The output is something like:

$ ./ws_content 
before: "hello"
after: "\148\157\194\024\147"

while it should be:

$ ./ws_content 
before: "hello"
after: "hello"

The workaround works well enough for our purposes, but it would be good to do something to save time to others. Some suggestions, from easier to better:

OCaml version: 4.02.3 on amd64

vbmithr commented 8 years ago

Ha I think this is because I mask the frame in-place before sending it to the client, as the websocket protocol requires. The right thing to do is indeed probably to make a copy of the content and not mask-in-place to avoid the issue you encountered. So option 2 :)

copy commented 7 years ago

I think for performance reasons the current behaviour should be kept or be enabled with a parameter. That's also how high-performance WebSocket libraries like uws do it.

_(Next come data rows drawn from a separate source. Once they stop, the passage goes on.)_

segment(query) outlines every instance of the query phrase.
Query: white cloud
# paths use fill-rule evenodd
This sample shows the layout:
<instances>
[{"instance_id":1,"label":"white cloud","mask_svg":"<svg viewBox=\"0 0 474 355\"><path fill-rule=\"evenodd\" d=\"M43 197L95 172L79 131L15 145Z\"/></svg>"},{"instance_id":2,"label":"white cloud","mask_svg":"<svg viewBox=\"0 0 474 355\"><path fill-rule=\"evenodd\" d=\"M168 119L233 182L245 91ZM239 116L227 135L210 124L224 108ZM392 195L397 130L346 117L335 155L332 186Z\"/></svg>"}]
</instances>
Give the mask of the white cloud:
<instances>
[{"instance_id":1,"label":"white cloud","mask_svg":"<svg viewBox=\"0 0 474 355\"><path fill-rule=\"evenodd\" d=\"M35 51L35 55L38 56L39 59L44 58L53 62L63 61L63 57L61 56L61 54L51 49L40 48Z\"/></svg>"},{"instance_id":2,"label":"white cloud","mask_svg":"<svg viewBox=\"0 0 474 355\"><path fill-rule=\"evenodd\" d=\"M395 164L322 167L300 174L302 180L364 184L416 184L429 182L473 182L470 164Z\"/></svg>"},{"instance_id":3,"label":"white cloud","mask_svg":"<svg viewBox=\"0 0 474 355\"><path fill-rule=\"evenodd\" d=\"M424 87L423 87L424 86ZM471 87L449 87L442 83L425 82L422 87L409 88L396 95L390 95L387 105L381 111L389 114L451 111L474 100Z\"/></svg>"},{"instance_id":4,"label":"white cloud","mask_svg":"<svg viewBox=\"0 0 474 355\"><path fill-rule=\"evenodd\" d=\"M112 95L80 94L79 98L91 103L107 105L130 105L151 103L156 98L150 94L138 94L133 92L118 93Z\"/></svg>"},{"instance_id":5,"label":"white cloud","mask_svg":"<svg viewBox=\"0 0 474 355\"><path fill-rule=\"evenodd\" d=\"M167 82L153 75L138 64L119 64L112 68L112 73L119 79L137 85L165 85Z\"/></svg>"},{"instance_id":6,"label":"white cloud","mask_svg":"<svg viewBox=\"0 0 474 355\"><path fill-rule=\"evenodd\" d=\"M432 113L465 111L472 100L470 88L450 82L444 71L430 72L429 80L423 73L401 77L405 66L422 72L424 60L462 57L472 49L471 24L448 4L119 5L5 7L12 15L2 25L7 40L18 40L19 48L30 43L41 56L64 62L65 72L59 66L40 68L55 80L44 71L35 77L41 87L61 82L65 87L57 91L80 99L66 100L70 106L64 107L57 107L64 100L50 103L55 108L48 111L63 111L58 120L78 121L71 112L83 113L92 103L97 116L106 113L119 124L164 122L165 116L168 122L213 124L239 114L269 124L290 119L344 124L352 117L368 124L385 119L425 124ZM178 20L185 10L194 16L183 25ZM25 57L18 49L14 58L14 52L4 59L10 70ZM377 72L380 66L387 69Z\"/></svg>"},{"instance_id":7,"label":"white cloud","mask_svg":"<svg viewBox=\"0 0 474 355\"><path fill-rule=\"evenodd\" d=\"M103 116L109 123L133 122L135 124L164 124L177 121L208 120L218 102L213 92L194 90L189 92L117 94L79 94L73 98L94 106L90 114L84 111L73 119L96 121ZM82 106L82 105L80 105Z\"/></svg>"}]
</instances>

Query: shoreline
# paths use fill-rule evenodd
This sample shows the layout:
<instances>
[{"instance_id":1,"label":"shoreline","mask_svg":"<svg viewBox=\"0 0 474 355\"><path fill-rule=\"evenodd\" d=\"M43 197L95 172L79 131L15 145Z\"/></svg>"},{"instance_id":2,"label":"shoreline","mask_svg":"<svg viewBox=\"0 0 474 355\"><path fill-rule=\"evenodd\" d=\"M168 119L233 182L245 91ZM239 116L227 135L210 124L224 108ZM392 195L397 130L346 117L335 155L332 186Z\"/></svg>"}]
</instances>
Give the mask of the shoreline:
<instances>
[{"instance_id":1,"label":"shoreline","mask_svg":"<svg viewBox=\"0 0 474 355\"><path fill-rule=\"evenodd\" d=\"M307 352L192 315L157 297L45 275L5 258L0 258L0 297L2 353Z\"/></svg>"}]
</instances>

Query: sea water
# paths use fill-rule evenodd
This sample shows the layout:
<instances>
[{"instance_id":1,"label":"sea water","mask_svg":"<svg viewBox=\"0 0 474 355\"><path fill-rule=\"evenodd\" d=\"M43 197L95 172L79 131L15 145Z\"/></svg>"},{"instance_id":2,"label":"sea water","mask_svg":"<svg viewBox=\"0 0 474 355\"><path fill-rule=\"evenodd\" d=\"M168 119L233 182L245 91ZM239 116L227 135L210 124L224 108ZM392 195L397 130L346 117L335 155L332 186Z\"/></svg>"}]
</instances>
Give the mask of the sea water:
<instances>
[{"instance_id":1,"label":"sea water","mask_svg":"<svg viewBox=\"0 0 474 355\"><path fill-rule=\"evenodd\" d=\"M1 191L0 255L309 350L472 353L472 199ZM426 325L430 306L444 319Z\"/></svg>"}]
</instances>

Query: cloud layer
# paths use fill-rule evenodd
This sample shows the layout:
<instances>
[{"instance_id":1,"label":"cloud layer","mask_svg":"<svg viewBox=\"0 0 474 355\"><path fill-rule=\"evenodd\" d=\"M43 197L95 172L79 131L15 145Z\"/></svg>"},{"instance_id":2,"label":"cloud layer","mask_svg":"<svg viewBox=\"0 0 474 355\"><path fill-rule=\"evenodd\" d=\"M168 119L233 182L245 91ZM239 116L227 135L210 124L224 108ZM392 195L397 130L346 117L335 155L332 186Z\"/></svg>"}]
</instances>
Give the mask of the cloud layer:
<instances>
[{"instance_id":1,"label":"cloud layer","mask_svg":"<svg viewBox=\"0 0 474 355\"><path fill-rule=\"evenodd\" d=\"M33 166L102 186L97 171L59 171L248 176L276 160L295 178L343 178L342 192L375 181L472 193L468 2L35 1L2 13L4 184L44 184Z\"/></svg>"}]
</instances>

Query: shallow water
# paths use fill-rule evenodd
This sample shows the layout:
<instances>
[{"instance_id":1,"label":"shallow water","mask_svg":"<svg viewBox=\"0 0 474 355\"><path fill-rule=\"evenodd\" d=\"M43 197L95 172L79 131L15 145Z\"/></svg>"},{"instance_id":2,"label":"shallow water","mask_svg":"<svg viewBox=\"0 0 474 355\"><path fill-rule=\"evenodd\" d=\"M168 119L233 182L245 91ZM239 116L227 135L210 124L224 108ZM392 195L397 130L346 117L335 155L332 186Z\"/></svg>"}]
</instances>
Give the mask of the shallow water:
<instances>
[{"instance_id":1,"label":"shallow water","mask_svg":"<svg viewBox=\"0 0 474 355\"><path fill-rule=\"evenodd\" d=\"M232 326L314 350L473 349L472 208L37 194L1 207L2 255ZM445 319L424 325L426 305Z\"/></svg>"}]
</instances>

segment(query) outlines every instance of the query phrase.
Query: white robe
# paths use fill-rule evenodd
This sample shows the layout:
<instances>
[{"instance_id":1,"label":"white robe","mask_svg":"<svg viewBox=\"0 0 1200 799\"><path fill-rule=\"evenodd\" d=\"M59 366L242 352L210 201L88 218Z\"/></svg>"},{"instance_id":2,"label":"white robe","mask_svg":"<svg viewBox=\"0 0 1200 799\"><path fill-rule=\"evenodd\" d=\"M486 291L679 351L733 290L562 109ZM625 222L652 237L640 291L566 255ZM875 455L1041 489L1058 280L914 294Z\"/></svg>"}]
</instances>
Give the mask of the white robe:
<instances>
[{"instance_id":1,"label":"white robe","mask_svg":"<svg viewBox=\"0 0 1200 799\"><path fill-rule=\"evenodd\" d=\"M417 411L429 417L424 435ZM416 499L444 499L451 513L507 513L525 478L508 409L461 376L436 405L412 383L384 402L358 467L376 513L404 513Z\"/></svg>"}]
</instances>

zoggy commented 7 years ago

Since I upgraded to 2.7 today, I have a (maybe) related problem when accessing the content of received frames. I have no simple repro case but here is what I do:

  let handler conn_client =
        let req = Websocket_lwt.Connected_client.http_request conn_client in
        let recv () = Websocket_lwt.Connected_client.recv conn_client in
        let send = Websocket_lwt.Connected_client.send conn_client in
        let stream = Websocket_lwt.mk_frame_stream recv in
        <handle stream of frames>
  in
  let (waiter, stopper) = Lwt.wait () in
      let thread = Websocket_lwt.establish_standard_server
        ~stop: waiter ~ctx ~mode:server handler
      in
      Lwt.return { stopper ; thread }

When handling the stream of frames, I ignore the frames with opcode <> Websocket_lwt.Frame.Opcode.Text but the content of Text frames seems to be binary data.

bcc32 commented 6 years ago

In that case, perhaps there should be two interfaces, one that uses bytes and is free to trash the buffer when it's done, and one that uses string, so that this unexpected behavior is clearer?